You’d successfully dodged Kuzan all morning. No bra strap crimes. No hair twirling. No glacial flirting with the intensity of a man who’d already picked out baby names.
Just peace. Calm. Paperwork.
BANG.
The door to your office exploded inward like it owed someone money.
You yelped and nearly fell out of your chair. “WHAT—”
Standing in the doorway, fuming like a steam-powered gorilla, was Vice Admiral Monkey D. Garp.
“YOU,” he thundered.
You blinked. “Me?”
He pointed dramatically. “HAIR TIE GIRL.”
“…I’m sorry?”
“Did you or did you not give Kuzan a hair tie?!”
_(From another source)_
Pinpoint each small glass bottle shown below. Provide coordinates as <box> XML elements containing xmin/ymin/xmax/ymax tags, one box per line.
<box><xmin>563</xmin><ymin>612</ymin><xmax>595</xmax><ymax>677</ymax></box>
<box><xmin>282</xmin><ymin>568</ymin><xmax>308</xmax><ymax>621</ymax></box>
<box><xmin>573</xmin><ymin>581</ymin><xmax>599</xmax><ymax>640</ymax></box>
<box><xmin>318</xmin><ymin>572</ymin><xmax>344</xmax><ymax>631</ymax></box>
You froze. “I mean… technically—?”
“HE THINKS YOU’RE ENGAGED.”
You knocked over your entire cup of tea.
“WHAT?”
Garp stormed into the room, muttering to himself like a man barely clinging to sanity. “He said he’s almost engaged. Said you didn’t say no. Said the hair tie was a ‘symbolic promise of trust and long-term monogamy.’”
You were choking on air. “IT WAS AN ELASTIC BAND.”
Garp slammed his hand on your desk with such force that the papers threatened to fly off. “You need to clarify immediately. He’s naming your children in his sleep.”
You made a strangled noise. “WHAT?!”
“He told Akainu you two were ‘spiritually married with soft domestic boundaries.’”
You screamed into a folder, your face buried in the mess.
“I am not engaged. And I am not registered to a government-sanctioned ice husband!”
Garp glared, his eyes narrowing like lasers. “Tell that to Kuzan. He’s walking around with that hair tie like it’s a damn engagement bracelet.”
“Oh my god.” You hissed.
“He called it the ‘bracelet of fate,’” Garp growled, “Said it snapped onto his wrist on its own, like destiny.”
You collapsed onto your desk, your face buried in your arms. “I’m going to kill him.”
“You’ll have to get in line behind me,” Garp muttered before storming out. He was already muttering about shipping Kuzan to the Moon.
You sat there, stunned. The air in the room felt thicker, like everything had just shifted into some uncharted territory you couldn’t even begin to process.
Then your comm snail buzzed lazily on your desk.
“Yo. You okay? Garp looked mad. You didn’t tell him about our honeymoon plans yet, did you?”
You hurled the snail across the room, sending it crashing into the wall.
Oh, it’s over for you.
You are officially spoken for.
Not with words.
Not with policy.
But with one quiet, unmistakable act of nefarious, possessive Admiral-coded romance in the form of… your goddamn ponytail holder.